地球外生命探査の最前線 ハビタブル・ワールズ・オブザーバトリーが挑む10億倍の光の差
次世代宇宙望遠鏡の開発競争は新たな段階へ進む。ジェイムズ・ウェッブ宇宙望遠鏡(JWST)の後継機として計画されている「ハビタブル・ワールズ・オブザーバトリー」(HWO)は、宇宙全体を広く観測する汎用型ではなく、生命の痕跡を持つ系外惑星を探すことに特化した「ハンター」だ。その目標は、生命を維持できる可能性のある世界を少なくとも25個発見し、直接撮像することにある。
この野心的な計画の実現には、前代未聞の技術的課題が立ちはだかっている。太陽型の恒星の周りにある地球サイズの惑星を直接撮像するには、恒星の光の強さから10億倍も暗い惑星の光を検出しなければならない。カリフォルニアのビーチに立ち、日本の灯台の隣で擦られた1本のマッチを見つけるのと同じレベルの困難さである。HWOがこの課題に立ち向かう主要な武器が、コロナグラフ(coronagraph)と呼ばれる装置だ。
極限の精度を求める光学技術
コロナグラフの仕組みは単純に聞こえる。親星の光を遮りながら、その周辺にある惑星を観測するための光学装置にすぎない。だが実現には、ほぼ不可能に近い精密性が要求される。光の波動性を利用した複数の形状化されたマスクを組み合わせることで、星光を自身と干渉させ、まさに惑星の光が漏れ出ている場所で相殺させるのだ。これにより、惑星の反射光を純粋な形で直接撮像できる。

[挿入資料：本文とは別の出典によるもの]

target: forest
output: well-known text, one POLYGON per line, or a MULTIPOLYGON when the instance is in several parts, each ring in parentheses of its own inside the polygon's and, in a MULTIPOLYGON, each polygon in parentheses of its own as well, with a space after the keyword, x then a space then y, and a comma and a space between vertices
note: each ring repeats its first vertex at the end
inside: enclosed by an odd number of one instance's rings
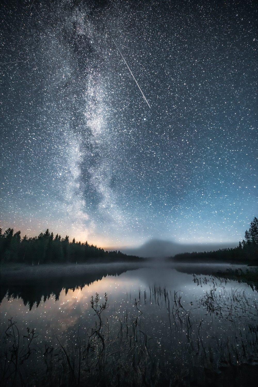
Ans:
POLYGON ((234 248, 220 249, 213 251, 183 253, 171 257, 178 262, 196 262, 206 260, 227 261, 245 262, 258 265, 258 219, 255 217, 249 230, 246 230, 244 239, 234 248))
POLYGON ((70 242, 67 235, 62 238, 57 234, 54 237, 48 229, 38 236, 28 238, 25 235, 22 238, 20 231, 14 233, 14 229, 9 228, 3 234, 0 228, 0 257, 2 262, 32 265, 133 261, 140 259, 119 250, 105 251, 87 241, 75 242, 74 238, 70 242))
MULTIPOLYGON (((133 261, 141 259, 138 257, 127 255, 118 250, 107 251, 103 248, 85 243, 71 242, 69 236, 55 237, 48 229, 43 234, 22 238, 21 231, 14 233, 14 229, 8 228, 3 234, 0 228, 0 257, 3 262, 22 262, 40 264, 51 263, 76 263, 108 262, 114 261, 133 261)), ((258 264, 258 219, 255 217, 249 230, 246 231, 244 239, 235 248, 220 249, 213 251, 183 253, 171 257, 173 260, 184 262, 217 260, 244 262, 258 264)))

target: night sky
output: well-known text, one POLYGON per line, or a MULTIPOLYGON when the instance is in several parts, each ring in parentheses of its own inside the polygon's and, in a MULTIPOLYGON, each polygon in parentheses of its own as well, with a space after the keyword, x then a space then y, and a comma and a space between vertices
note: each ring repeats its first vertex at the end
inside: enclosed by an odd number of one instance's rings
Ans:
POLYGON ((242 240, 257 215, 255 1, 4 3, 4 229, 242 240))

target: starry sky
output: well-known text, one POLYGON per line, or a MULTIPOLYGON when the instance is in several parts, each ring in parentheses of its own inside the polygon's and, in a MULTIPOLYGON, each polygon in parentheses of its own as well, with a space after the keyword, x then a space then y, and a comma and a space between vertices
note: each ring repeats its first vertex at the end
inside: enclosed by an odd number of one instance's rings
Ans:
POLYGON ((0 16, 3 229, 106 247, 243 239, 255 1, 8 1, 0 16))

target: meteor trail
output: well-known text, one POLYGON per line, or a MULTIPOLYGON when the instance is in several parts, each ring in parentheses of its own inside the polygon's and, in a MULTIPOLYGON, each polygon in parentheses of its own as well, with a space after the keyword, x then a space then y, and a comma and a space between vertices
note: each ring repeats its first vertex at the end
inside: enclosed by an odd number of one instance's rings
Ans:
POLYGON ((19 62, 24 62, 24 60, 16 60, 15 62, 3 62, 0 65, 9 65, 11 63, 19 63, 19 62))
MULTIPOLYGON (((111 38, 112 38, 112 36, 111 36, 111 38)), ((133 78, 133 79, 134 79, 134 80, 135 80, 135 82, 136 82, 136 84, 137 85, 137 86, 138 86, 138 87, 139 87, 139 89, 140 89, 140 91, 141 92, 141 93, 142 93, 142 95, 143 95, 143 97, 144 97, 144 99, 145 99, 145 101, 146 101, 146 102, 147 103, 147 104, 148 104, 148 106, 149 106, 149 108, 150 108, 150 105, 149 105, 149 103, 148 102, 148 101, 147 101, 147 99, 146 99, 145 98, 145 96, 144 95, 144 93, 143 93, 143 92, 142 92, 142 89, 141 89, 141 88, 140 87, 140 86, 139 86, 139 85, 138 84, 138 82, 137 82, 137 80, 136 80, 135 79, 135 77, 134 77, 133 76, 133 74, 132 72, 132 71, 131 71, 131 70, 130 70, 130 68, 129 67, 129 66, 128 65, 128 64, 127 64, 127 63, 126 63, 126 60, 125 60, 125 58, 124 58, 124 57, 123 57, 123 55, 122 55, 122 54, 121 54, 121 51, 120 51, 120 50, 119 50, 119 49, 118 48, 118 47, 117 46, 117 45, 116 43, 116 42, 115 42, 114 40, 114 39, 113 39, 113 38, 112 38, 112 40, 113 40, 113 41, 114 42, 114 43, 115 45, 116 45, 116 48, 117 48, 117 49, 118 49, 118 51, 119 51, 119 53, 120 53, 120 55, 121 55, 121 57, 122 57, 122 58, 123 58, 123 59, 124 60, 124 61, 125 61, 125 64, 126 64, 126 66, 127 66, 127 67, 128 67, 128 69, 129 70, 129 71, 130 72, 130 73, 131 73, 131 74, 132 74, 132 76, 133 78)))

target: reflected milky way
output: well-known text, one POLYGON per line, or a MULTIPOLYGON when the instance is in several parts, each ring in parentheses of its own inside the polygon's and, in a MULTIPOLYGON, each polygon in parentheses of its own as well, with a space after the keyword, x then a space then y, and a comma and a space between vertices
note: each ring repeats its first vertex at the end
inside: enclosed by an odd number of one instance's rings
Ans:
POLYGON ((103 247, 241 240, 255 2, 85 2, 2 7, 1 226, 103 247))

この精度を実現するためには、宇宙空間で漂うHWOの鏡が、温度変化や装置内の振動にさらされながらも、ピコメートル(1兆分の1メートル)の範囲内に形状を保つ必要がある。大陸米国サイズまで拡大したHWOの鏡を安定させることは、その全表面を人間の毛髪の幅以下の精度で平坦に保つのに匹敵する。私たちは現在、これをいかにして実現するのかをまだ知らない。HWOの打ち上げが2040年代以降とされるのは、この工学上の困難が世代規模の課題だからだ。
データから生命の証拠を読み解く困難
技術的な課題と同様に深刻なのは、理論面での問題である。たとえ完璧なデータを得たとしても、スペクトル分析から大気中の各ガスの含有量を読み解く段階で壁に直面する。この作業には、実験室での測定と理論計算から構築された参照テーブルが不可欠だ。メタンが3.3マイクロメートルの波長でどれだけ光を吸収するか、何度の温度で、どの程度の気圧で、他のどのガスと混在しているときに、といった情報が網羅されている必要がある。これらを「不透明度モデル」(opacity model)と呼ぶ。
実験室での参照データは、各成分を個別に、室温で測定したものにすぎない。一方、実際の系外惑星の大気は冷却され、複雑に混合された多数のガスが共存している。レシピ本が正しくても、実際に口にした飲み物はその本が予想しなかった複合的な味わいを持つ。ジンとウォッカの違いさえ判別できない状況に直面しうるのだ。生命探査は、望遠鏡の性能向上だけでは解決しない、本質的に難しい問題なのである。